I argue to my rebates manager, that pit closure is far more important than air sealing opportunities in an attic floor. Pits are often overlooked or are improperly fixed when found. Old insulation may be draped over a pit, merely hiding it, with slight impediment to air flow driven by the temperature gradients. A loose-fill installer will almost never know of the neglect. There are no incentives to pick up that old, dirty insulation to find and fix pits or other problems, in practice. In my area the testing trade, Home Performance, is promoted by a fifty percent of cost rebate for air sealing work if that achieves quite-large drop of infiltration, 300 cfm or more under test conditions. That is absolutely unhelpful here. The problems are not made detectable by blower-door conditions of pull from the attic. A pit doesn't contribute to infiltration.

My closure of the pit employs half-inch drywall pulled up to floor joists, and edge-sealed with spray foam. I prefer GP Densarmor fiberglass-faced drywall, kept as scrap from my closet projects. Screw a length of 2x4 under the drywall for lifting and anchoring. Sandwich the drywall with another 2x4. I shape Densarmor edges with a Shurform plane. Ordinary drywall is too brittle, and paper facing resists trimming of edges.

This relatively simple pit closure took more than an hour of actual performance. With an extra trip it is far more costly to an installer, if not known in advance and rewarded through a contract. If a contract change must be argued or if the worker is somehow detached from responsibility, a proper fix is not mere due diligence. It is unlikely to happen.
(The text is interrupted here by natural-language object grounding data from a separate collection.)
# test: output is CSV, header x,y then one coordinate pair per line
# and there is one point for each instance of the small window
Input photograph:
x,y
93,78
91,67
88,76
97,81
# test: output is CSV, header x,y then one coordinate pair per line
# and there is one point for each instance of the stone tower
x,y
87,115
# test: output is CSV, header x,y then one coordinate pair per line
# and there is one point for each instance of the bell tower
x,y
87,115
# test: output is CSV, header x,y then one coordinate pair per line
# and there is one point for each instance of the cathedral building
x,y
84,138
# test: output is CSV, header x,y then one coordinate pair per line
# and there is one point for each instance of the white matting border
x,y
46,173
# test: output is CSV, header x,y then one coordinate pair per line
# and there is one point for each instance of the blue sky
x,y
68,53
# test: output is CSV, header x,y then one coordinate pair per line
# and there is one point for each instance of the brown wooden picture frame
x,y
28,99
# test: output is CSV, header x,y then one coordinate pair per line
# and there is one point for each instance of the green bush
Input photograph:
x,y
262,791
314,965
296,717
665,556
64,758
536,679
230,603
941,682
This home was like a test lab for pit sealing. A rare opportunity, yet daunting since problems were detected upon bidding. Daunting since more time would be spent in the attic in summertime heat. Daunting since pulling drywall up under floor joists requires more than a bit of cleverness.
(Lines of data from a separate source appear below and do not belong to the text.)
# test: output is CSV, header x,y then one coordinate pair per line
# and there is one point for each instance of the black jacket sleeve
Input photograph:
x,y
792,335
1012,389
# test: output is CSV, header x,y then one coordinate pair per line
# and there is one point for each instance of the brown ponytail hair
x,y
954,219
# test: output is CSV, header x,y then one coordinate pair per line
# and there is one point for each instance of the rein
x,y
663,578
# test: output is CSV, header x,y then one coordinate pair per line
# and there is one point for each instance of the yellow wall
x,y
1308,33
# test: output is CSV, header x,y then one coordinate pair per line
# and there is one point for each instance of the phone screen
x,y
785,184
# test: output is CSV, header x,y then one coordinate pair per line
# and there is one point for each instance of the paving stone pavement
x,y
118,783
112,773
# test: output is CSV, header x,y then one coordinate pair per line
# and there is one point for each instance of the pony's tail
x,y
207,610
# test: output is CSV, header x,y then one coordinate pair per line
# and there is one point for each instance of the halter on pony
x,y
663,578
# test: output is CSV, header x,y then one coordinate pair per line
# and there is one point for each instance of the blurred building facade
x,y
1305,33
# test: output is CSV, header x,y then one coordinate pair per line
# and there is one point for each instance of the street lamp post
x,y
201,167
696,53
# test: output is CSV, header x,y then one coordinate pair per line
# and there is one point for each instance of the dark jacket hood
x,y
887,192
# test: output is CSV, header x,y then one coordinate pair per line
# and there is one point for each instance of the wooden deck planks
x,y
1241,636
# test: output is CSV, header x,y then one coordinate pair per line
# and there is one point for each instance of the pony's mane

There were three more pit areas, one including a dropped ceiling over a bathtub; another a long wall with dead volume associated with a grand fireplace; and another very simple at a dropped ceiling over the home entry. That at the fireplace involved working in extremely cramped overhead, out to an outside wall, and had six hours of actual performance. Multiple visits dealt with rerun of interfering wires. All of these problems were happily hidden, until I pulled up nice-looking insulation.
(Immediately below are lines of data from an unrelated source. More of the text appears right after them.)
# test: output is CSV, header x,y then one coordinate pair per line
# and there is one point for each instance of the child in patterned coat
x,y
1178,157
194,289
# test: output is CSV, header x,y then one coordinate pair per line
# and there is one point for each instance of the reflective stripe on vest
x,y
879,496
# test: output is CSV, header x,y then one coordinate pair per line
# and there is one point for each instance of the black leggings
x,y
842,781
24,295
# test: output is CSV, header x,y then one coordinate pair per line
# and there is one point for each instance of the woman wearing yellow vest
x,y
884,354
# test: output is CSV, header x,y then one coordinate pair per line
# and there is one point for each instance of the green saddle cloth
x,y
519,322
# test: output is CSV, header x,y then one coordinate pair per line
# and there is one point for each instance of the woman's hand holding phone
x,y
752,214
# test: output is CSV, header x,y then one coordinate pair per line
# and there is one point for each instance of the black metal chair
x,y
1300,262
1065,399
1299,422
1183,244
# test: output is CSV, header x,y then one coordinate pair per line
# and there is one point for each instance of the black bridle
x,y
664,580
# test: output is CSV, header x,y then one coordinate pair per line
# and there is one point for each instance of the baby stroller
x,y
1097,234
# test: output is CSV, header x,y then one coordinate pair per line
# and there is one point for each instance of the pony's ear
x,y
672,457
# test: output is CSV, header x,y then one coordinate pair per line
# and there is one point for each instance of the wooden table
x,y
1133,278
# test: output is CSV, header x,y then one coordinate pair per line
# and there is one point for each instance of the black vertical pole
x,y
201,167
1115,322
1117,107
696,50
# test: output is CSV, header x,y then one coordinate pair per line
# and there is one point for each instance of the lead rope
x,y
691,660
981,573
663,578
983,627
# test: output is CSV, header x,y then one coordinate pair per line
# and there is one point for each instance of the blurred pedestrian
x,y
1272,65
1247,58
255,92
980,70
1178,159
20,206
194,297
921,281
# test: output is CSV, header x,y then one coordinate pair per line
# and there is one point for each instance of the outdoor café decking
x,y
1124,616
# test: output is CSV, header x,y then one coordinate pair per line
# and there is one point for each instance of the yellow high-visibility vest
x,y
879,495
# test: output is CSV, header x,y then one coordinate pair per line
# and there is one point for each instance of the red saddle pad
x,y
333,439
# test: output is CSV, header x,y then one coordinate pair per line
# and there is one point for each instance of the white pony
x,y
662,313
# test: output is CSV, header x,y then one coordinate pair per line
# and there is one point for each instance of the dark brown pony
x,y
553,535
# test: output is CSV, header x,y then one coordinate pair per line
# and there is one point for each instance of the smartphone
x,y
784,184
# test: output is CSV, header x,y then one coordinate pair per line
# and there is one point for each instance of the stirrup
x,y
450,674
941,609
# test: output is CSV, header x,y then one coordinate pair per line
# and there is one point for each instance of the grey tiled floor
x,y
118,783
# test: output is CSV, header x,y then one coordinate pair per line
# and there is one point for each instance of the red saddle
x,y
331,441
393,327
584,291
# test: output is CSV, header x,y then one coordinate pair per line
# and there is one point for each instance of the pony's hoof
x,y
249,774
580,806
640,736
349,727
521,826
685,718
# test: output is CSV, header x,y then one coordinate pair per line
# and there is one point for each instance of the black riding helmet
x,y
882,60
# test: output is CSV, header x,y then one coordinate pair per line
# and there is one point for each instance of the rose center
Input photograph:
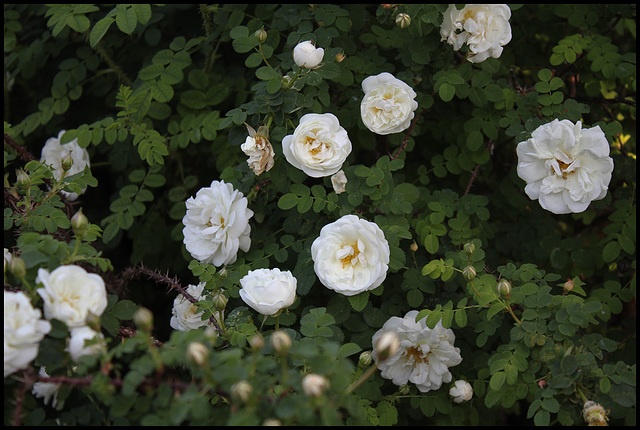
x,y
417,356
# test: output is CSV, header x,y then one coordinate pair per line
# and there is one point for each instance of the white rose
x,y
268,290
70,294
424,356
461,391
318,146
564,166
217,224
484,27
46,390
388,105
23,331
259,150
351,255
185,314
76,346
305,54
54,152
339,182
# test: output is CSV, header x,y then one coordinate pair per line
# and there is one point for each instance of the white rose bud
x,y
70,294
387,345
461,391
305,54
565,166
314,385
197,353
241,391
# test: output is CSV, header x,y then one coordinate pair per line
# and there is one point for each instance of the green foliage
x,y
160,101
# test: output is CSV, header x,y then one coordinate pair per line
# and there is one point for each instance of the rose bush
x,y
386,167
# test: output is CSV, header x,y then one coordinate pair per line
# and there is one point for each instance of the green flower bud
x,y
281,342
469,273
469,248
504,288
241,391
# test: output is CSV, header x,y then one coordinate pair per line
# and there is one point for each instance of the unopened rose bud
x,y
469,273
79,223
281,342
568,286
22,179
197,353
241,391
17,267
314,385
220,301
403,20
504,288
387,345
469,248
261,35
365,359
67,162
594,414
143,319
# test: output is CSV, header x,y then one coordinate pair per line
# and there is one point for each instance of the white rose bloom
x,y
216,224
76,346
461,391
565,167
23,331
388,105
54,152
268,290
351,255
484,27
46,390
339,182
424,355
70,294
259,150
185,314
318,146
305,54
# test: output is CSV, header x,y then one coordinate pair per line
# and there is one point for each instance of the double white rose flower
x,y
70,294
388,105
351,255
565,167
23,331
484,28
268,291
185,315
305,54
54,152
318,146
216,224
424,356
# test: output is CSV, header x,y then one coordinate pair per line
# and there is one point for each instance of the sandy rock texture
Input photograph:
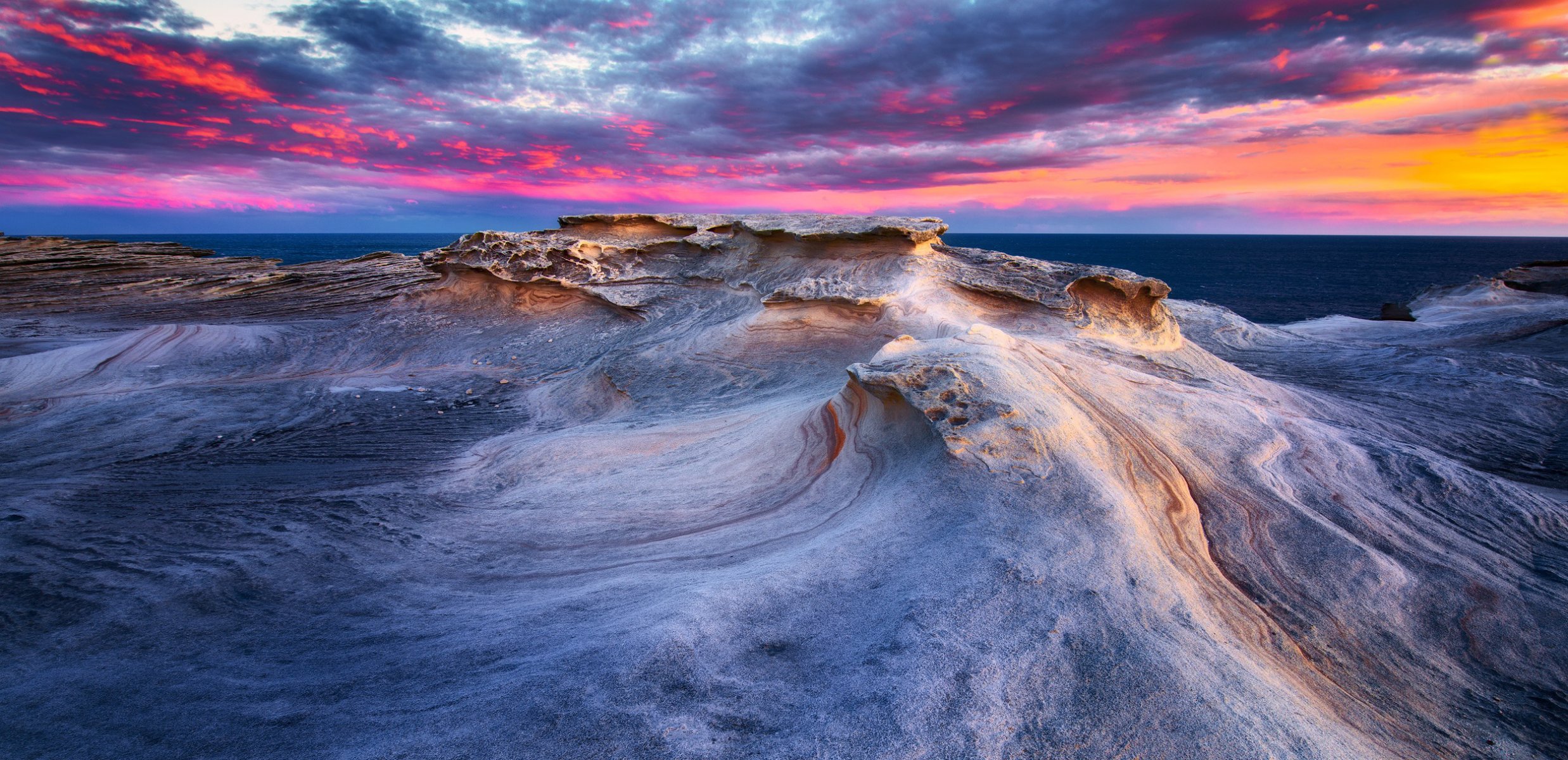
x,y
714,486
I challenge Energy Trust of Oregon, and other rebate organizations, to do a better job of serving and protecting Utility consumers. All stuations that invite being overlooked, should be specifically reported by weatherization contractors, to secure diligence rebates. I ask for a new rebate program, where reported pit closure qualifies rebate-times-ten for involved floor area. All diligence rebates should be presented for public examination and learning. This reward approach is consistent with the fact that some pits are large enough that pit walls could be insulated instead of making a difficult but fall-protective cover. The alternative reward of fifty percent of repair cost is of comparable size, and would work if the conflicted tie to reward those invested in Home Performance, were removed. Keeping the tie here is absurd, yet that is the dogged position of Energy Trust of Oregon. Keeping the tie is a grave disservice to homeowners. While I owned a blower door, modestly invested in Home Performance, I NEVER found a problem not more-readily detected by simple observation. I never found a home without a great excess of infiltration, to be dealt with by progressive and obvious measures such as window replacement. Tests taught nothing.

Here is related comment upon feedback to focus on unique and interesting opportunities, and to raise the state of the art in weatherization. At the last Energy Trust Trade Ally meeting I attended, I shouted out that blower door testing for unique purposes should be rewarded directly to the contractor, a token amount of $50, if he offers a report of why and what learned for PUBLIC DISCLOSURE. A family of public reports would raise the state of the art among contractors nationwide, would inform the DIY public, and would sell Home Performance services. We all need to better imagine the situations where blower door and/ or infrared thermography testing profits the homeowner. The situations may be uncommon.